What I tried doing was making a simple class to run code in parallel on different streams, like so:
self.streams = 
def __call__(self, *tasks):
if not torch.cuda.is_available():
return [t() for t in tasks]
while len(self.streams) < len(tasks):
ret = 
for s, t in zip(self.streams, tasks):
One question I have is: if this implementation doesn’t work because pytorch will wait for each operation to complete before launching the next, is it at least possible to make a working
StreamSpreader class with the same API?
I tried three implementations of an LSTM. In the first, I do separate matrix multiplies of the hidden state and the input and add the results. This is what is like pytorch does when not using cudnn, I believe. (By the way, if you are wondering why I don’t just use the built-in LSTM, it is because I actually want to use a somewhat different architecture that is not supported as a built-in.) In the second implementation, I use streams via my StreamSpreader class. In the third, I concatenate the hidden state and the input and do one matrix multiply. I found that that the last approach improved performance significantly but that the stream approach actually decreased performance slightly.
if mode == 'baseline':
wh_b = torch.addmm(bias_batch, h_0, self.weight_hh)
wi = torch.mm(input, self.weight_ih)
preactivations = wh_b + wi
elif mode == 'multistream':
wh_b, wi = self.spreader(
lambda: torch.addmm(bias_batch, h_0, self.weight_hh),
lambda: torch.mm(input, self.weight_ih),
preactivations = wh_b + wi
elif mode == 'fused':
combined_inputs = torch.cat((h_0, input), 1)
preactivations = torch.addmm(bias_batch, combined_inputs, self.combined_weights)
I was a bit surprised at the line-by-line timings though, which makes me wonder if I have indeed misunderstood the pytorch model and that the truth is that it does do something more async. In the baseline model, the two matrix multiples together took an average of 208 microseconds (121 + 87), and adding them to compute the preactivations took an average of 58 microseconds – it surprises me that the simple add operation takes so long. In the fused version, concatenating the hidden state and the input takes an average of 65 microseconds, but the single matrix multiply takes only 117 microseconds. For the stream version, adding the preactivations took an average of 53 microseconds, but doing the matrix multiplies took 262 microseconds.
This is probably obvious, but even if streams don’t make sense for the particular case of implementing an LSTM block, I am still really interested in learning to use them effectively – I just had to choose something as a test case, and this is what I chose.

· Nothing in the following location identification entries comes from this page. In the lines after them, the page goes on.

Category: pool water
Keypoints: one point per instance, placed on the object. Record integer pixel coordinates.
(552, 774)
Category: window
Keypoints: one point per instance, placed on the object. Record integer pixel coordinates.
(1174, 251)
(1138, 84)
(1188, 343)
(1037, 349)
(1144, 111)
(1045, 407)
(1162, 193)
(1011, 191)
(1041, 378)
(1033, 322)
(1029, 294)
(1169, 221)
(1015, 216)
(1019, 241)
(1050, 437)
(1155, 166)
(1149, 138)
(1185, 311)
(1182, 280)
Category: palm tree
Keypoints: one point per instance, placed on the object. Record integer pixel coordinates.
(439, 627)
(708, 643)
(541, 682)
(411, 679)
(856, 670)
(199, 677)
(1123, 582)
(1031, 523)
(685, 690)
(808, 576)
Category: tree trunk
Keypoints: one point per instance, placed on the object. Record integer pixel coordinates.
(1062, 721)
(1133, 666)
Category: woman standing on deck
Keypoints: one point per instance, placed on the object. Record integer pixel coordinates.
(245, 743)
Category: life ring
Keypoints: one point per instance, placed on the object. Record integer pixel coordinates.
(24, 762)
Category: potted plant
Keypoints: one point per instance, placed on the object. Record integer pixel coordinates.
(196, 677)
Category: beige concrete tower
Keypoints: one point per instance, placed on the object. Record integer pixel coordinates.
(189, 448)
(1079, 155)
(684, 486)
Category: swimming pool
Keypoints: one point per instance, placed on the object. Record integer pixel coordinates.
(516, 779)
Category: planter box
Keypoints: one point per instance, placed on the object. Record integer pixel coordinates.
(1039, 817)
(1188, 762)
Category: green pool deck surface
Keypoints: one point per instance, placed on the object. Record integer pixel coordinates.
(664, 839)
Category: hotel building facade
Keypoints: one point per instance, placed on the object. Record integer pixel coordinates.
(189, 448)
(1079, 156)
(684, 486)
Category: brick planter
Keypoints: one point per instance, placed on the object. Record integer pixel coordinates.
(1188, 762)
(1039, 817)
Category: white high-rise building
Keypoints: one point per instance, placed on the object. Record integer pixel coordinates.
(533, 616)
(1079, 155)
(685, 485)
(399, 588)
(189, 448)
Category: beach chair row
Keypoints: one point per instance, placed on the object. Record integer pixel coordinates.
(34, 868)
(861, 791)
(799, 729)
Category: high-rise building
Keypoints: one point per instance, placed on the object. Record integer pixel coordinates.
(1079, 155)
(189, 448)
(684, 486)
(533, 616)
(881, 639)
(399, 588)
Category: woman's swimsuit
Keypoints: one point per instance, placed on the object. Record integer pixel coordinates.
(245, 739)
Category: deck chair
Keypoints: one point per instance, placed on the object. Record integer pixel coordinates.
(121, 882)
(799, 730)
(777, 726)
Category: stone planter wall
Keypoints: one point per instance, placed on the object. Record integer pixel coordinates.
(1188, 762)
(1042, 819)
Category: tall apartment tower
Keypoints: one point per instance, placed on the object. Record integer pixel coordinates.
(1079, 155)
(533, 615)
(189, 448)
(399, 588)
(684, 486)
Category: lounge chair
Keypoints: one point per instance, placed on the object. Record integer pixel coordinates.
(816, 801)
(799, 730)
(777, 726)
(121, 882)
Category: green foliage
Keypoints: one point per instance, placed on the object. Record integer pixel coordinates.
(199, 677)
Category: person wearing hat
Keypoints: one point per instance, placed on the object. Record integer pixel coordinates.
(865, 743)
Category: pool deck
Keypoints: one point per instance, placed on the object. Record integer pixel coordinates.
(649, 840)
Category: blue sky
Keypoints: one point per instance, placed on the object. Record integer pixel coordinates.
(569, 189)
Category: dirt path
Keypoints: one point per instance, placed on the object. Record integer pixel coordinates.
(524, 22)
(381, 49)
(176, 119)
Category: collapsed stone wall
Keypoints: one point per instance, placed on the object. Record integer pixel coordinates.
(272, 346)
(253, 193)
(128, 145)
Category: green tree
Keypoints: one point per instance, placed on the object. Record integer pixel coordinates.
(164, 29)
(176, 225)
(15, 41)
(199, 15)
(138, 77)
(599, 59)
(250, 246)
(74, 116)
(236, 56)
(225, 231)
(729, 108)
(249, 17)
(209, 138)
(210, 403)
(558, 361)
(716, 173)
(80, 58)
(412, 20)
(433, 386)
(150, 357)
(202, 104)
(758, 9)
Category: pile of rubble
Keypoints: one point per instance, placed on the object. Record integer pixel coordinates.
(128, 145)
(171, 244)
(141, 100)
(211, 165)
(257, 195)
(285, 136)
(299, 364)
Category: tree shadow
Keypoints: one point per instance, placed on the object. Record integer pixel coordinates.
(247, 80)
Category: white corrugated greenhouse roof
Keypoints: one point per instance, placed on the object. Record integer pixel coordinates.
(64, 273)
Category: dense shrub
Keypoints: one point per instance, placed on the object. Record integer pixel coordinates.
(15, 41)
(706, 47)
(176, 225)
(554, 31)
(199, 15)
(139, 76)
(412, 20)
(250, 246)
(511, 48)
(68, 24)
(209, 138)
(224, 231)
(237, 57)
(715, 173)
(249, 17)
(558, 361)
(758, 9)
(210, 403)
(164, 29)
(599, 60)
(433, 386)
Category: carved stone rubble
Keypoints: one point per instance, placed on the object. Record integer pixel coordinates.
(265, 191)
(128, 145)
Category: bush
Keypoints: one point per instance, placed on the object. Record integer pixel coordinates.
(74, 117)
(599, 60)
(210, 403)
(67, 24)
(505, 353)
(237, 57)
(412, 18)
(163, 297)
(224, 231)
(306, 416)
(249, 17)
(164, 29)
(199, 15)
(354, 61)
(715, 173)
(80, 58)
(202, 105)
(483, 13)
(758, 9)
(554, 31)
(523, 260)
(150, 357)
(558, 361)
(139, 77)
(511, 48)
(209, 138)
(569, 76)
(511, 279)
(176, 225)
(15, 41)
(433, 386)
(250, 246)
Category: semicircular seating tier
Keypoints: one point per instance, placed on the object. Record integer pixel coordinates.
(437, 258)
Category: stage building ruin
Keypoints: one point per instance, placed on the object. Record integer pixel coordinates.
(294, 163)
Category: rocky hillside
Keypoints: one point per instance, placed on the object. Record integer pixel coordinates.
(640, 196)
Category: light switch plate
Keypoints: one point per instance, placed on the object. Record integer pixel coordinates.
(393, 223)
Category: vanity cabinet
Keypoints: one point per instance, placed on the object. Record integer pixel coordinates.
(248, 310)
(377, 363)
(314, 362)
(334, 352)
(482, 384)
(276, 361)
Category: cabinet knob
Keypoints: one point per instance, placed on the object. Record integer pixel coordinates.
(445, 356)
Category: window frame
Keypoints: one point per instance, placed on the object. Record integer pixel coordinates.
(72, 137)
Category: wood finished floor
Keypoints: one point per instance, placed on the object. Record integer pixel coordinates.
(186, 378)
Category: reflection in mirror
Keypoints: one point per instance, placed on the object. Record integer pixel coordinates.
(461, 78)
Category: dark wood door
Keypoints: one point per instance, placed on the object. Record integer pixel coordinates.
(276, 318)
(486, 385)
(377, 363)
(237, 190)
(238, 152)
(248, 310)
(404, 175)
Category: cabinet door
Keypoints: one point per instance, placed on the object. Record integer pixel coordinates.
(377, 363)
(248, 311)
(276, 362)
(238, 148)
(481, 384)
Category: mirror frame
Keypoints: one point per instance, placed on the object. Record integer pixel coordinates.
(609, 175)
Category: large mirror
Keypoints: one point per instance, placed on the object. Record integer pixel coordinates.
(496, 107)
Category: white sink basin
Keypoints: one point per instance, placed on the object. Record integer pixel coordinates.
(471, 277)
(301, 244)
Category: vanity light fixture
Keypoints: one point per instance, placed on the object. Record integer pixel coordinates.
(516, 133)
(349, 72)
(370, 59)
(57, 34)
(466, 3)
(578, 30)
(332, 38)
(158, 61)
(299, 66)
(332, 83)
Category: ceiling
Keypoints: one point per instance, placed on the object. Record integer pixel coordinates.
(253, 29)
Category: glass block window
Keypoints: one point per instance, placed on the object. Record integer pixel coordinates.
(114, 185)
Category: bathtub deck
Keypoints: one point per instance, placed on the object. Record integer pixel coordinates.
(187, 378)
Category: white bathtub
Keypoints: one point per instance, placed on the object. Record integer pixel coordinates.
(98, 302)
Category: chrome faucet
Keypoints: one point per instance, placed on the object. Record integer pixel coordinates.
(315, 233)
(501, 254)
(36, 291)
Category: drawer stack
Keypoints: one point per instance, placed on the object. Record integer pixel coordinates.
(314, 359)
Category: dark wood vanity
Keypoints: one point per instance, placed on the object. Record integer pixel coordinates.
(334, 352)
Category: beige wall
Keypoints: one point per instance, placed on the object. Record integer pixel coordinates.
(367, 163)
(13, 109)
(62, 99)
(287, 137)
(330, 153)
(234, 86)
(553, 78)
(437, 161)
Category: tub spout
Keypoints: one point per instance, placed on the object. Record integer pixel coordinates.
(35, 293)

I didn’t check if there were significant differences in backpropagation speed, by the way, but in general the model spends about half its time backpropagating. I guess a further confusion I may have depending on what the answer to the “prior” confusion is about how asynchronous backpropagation is and whether using multiple streams could be a good way to increase GPU utilization here.
By the way, I have also tried a little using the NVIDIA profiler. An issue I encountered is that my model segfaults after about 30 seconds when run under the profiler. Is there a known bug around this? I can get useful results by quitting the training before the segfault happens, but I am currently still having trouble understanding it due to unfamiliarity with the tool.